En una conversación de hace años un amigo y yo fantaseamos por un rato con algo así como un “arte garrulo”. Y, muy lejos de despreciar esa estética, lo primero que se le vino a la cabeza fue un alerón de coche hecho en yeso o en algún material no muy resistente. Al menos, diferente al de los alerones y demás añadidos que conforman una estética que no necesita del arte para existir. Por aquel entonces, eso que subordinamos llamándolo cultura popular no era una parte fundamental de las prácticas artísticas como sí lo es ahora. Luego nos dimos cuenta de que muchos artistas ya habían tuneado suficientes coches en modalidades muy diversas. Como suele ser habitual en su relación con la tecnología, la pasión automovilística del arte también hace parte de lo retro. Quizá como un intento inconsciente para disminuir las emisiones de testosterona de la industria del coche en el ambiente. Quién sabe…
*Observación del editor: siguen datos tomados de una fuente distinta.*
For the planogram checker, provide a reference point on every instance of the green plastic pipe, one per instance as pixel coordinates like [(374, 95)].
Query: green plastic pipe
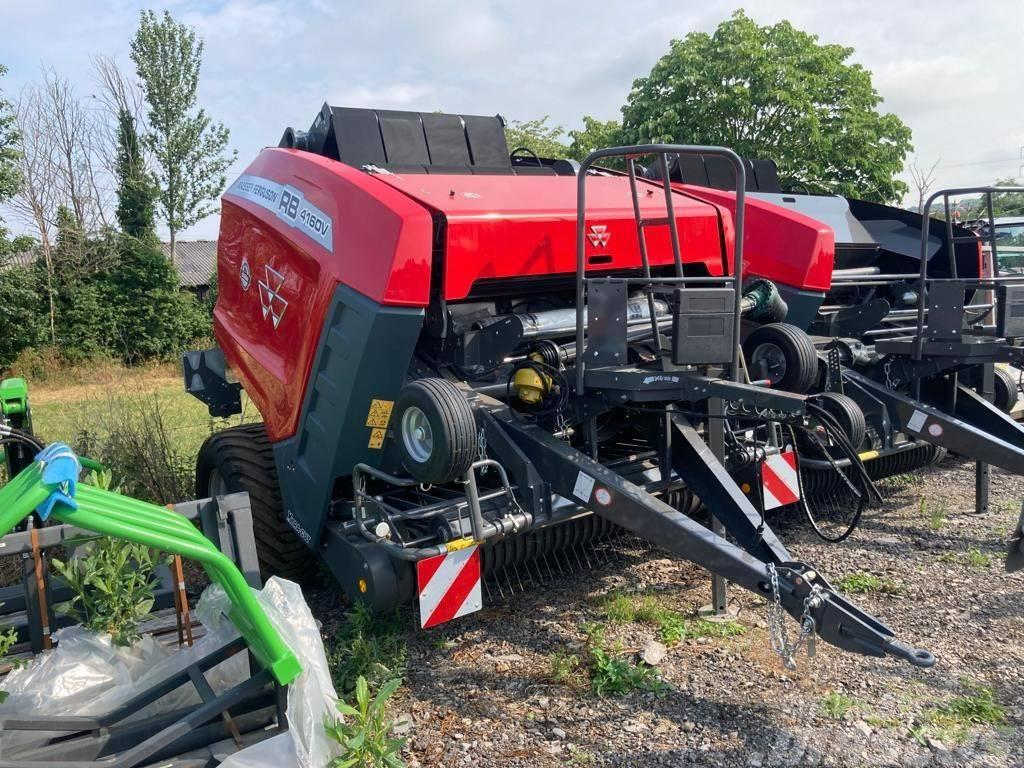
[(112, 514)]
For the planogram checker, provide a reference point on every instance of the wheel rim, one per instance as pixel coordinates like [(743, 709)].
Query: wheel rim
[(417, 435), (770, 358), (217, 485)]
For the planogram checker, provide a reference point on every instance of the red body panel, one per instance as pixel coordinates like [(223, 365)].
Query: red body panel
[(781, 245), (380, 243), (509, 226), (381, 247)]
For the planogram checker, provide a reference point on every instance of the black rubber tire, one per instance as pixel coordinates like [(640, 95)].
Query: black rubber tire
[(453, 427), (798, 351), (244, 458), (845, 411), (1007, 394)]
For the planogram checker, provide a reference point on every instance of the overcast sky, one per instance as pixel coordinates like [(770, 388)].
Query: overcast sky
[(950, 70)]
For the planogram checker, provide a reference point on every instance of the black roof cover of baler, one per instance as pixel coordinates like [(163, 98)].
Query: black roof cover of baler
[(412, 141)]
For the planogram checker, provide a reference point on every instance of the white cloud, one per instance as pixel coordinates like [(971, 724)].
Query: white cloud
[(949, 71)]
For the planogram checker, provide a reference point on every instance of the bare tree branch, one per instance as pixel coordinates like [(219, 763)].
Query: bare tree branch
[(923, 181)]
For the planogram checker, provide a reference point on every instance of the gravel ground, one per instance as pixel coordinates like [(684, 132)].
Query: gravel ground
[(479, 690)]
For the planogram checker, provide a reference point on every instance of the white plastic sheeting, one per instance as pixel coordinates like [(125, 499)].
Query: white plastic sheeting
[(310, 698), (87, 675)]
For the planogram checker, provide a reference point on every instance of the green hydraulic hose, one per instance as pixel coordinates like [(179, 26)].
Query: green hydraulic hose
[(115, 515)]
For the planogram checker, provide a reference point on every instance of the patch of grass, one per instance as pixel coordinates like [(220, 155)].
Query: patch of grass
[(860, 583), (672, 626), (952, 720), (878, 721), (370, 646), (580, 757), (364, 729), (565, 669), (138, 421), (611, 674), (707, 628), (973, 557), (978, 559), (836, 706), (620, 608)]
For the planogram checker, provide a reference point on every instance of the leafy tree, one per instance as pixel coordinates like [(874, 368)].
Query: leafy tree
[(154, 318), (22, 312), (537, 135), (136, 193), (190, 151), (597, 134), (774, 92)]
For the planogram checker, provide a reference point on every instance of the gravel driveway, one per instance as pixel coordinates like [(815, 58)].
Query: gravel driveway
[(481, 691)]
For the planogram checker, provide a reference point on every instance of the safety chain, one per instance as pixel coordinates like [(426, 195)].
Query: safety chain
[(481, 450), (888, 367), (777, 634)]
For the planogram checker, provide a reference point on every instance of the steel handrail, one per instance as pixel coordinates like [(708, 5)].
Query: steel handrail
[(663, 151), (923, 280)]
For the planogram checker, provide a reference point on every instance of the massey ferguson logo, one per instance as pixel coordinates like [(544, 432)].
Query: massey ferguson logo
[(271, 302), (599, 236)]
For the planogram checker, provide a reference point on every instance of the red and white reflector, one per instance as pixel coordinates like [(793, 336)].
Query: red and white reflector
[(778, 479), (449, 586)]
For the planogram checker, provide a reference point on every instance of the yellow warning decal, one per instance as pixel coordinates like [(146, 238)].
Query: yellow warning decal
[(377, 437), (380, 413)]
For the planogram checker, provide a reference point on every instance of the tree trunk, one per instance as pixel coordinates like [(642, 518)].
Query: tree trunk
[(44, 242)]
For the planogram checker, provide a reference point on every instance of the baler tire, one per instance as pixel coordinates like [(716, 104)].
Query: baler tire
[(453, 430), (244, 458), (847, 413), (1007, 394), (798, 350)]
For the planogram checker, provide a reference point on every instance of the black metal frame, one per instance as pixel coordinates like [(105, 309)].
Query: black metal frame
[(802, 590), (648, 282), (955, 284)]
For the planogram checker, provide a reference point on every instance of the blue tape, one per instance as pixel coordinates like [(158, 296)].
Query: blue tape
[(60, 470)]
Hace poco me hablaron de un par de comisarias suecas que decidieron convertir su coche en una institución artística.
Una sala de exposiciones portátil, sin funcionarios y sin tantos gastos de mantenimiento. En Barcelona, un proyecto así, seguramente tendría que destinar gran parte de su presupuesto a pagar las horas de las zonas de parking y las constantes multas por mal aparcamiento. Además del acoplamiento eventual con alguna grúa del Ayuntamiento, que podría dar lugar al programa de eventos aleatorios “Accidental Transformers”. Como también podría dar por terminada su trayectoria institucional mediante una gran explosión en alguno de los descampados que todavía existen en la ciudad. Un espectáculo parecido a alguna de las 5 explosiones del Ford Pinto reconstruido en cartón hace años por Ryan Rivadeneyra, como homenaje a un coche desterrado del mercado por su gran capacidad para entrar en cólera y –literalmente– explotar a la mínima colisión con su parte trasera.